Postgres Query Optimization w/ simple join

I have the following query:
SELECT "person_dimensions"."dimension"
FROM "person_dimensions"
join users
on users.id = person_dimensions.user_id
where users.team_id = 2
The following is the result of EXPLAIN ANALYZE:
Nested Loop (cost=0.43..93033.84 rows=452 width=11) (actual time=1245.321..42915.426 rows=827 loops=1)
-> Seq Scan on person_dimensions (cost=0.00..254.72 rows=13772 width=15) (actual time=0.022..9.907 rows=13772 loops=1)
-> Index Scan using users_pkey on users (cost=0.43..6.73 rows=1 width=4) (actual time=2.978..3.114 rows=0 loops=13772)

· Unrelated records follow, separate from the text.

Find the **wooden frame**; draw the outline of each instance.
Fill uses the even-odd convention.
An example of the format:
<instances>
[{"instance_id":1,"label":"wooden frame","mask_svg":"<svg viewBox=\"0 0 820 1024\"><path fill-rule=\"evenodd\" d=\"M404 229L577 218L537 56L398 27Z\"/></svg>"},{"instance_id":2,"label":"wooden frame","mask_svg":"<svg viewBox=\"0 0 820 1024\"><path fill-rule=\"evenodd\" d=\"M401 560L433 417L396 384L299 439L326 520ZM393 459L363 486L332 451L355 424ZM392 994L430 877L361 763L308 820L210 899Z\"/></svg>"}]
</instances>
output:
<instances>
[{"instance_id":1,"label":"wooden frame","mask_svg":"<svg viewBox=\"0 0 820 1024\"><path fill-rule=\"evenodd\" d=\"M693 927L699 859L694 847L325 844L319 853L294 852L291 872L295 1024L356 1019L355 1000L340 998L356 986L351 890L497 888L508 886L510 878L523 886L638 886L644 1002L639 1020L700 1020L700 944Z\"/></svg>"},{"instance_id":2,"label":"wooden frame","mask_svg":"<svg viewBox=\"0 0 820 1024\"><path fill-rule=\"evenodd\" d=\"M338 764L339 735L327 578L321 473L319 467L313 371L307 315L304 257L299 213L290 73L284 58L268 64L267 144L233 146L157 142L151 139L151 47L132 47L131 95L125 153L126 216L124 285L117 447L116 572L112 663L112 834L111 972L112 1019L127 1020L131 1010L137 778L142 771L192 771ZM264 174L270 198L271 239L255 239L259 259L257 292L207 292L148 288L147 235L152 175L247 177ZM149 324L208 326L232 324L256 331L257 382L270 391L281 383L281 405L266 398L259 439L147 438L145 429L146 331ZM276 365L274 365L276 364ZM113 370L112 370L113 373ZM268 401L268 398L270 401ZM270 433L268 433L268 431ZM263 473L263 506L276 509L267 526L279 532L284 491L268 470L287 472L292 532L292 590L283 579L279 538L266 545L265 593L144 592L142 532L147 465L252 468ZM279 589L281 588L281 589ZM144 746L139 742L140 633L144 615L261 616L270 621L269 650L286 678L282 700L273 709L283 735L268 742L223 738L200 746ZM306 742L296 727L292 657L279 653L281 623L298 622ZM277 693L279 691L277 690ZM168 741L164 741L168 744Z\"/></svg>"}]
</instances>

Index Cond: (id = person_dimensions.user_id)
Filter: (team_id = 2)
Rows Removed by Filter: 1
Planning time: 0.396 ms
Execution time: 42915.678 ms
Indexes exist on person_dimensions.user_id and users.team_id, so it is unclear as to why this seemingly simple query would be taking so long.
Maybe it has something to do with team_id being unable to be used in the join condition? Ideas how to speed this up?
EDIT:
I tried this query:
SELECT "person_dimensions"."dimension"
FROM "person_dimensions"
join users ON users.id = person_dimensions.user_id
WHERE users.id IN (2337,2654,3501,56,4373,1060,3170,97,4629,41,3175,4541,2827)
which contains the id's returned by the subquery:
SELECT id FROM users WHERE team_id = 2
The result was 380ms versus 42s as above. I could use this as a workaround, but I am really curious as to what is going on here...
I rebooted my DB server yesterday, and when it came back up this same query was performing as expected with a completely different query plan that used expected indices:
QUERY PLAN
Hash Join (cost=1135.63..1443.45 rows=84 width=11) (actual time=0.354..6.312 rows=835 loops=1)
Hash Cond: (person_dimensions.user_id = users.id)
-> Seq Scan on person_dimensions (cost=0.00..255.17 rows=13817 width=15) (actual time=0.002..2.764 rows=13902 loops=1)
-> Hash (cost=1132.96..1132.96 rows=214 width=4) (actual time=0.175..0.175 rows=60 loops=1)
Buckets: 1024 Batches: 1 Memory Usage: 11kB
-> Bitmap Heap Scan on users (cost=286.07..1132.96 rows=214 width=4) (actual time=0.032..0.157 rows=60 loops=1)
Recheck Cond: (team_id = 2)
Heap Blocks: exact=68
-> Bitmap Index Scan on index_users_on_team_id (cost=0.00..286.02 rows=214 width=0) (actual time=0.021..0.021 rows=82 loops=1)
Index Cond: (team_id = 2)
Planning time: 0.215 ms
Execution time: 6.474 ms
Anyone have any ideas why it required a reboot to be aware of all of this? Could it be that manual vacuums were required that hadn't been done in a while, or something like this? Recall I did do an analyze on the relevant tables before the reboot and it didn't change anything.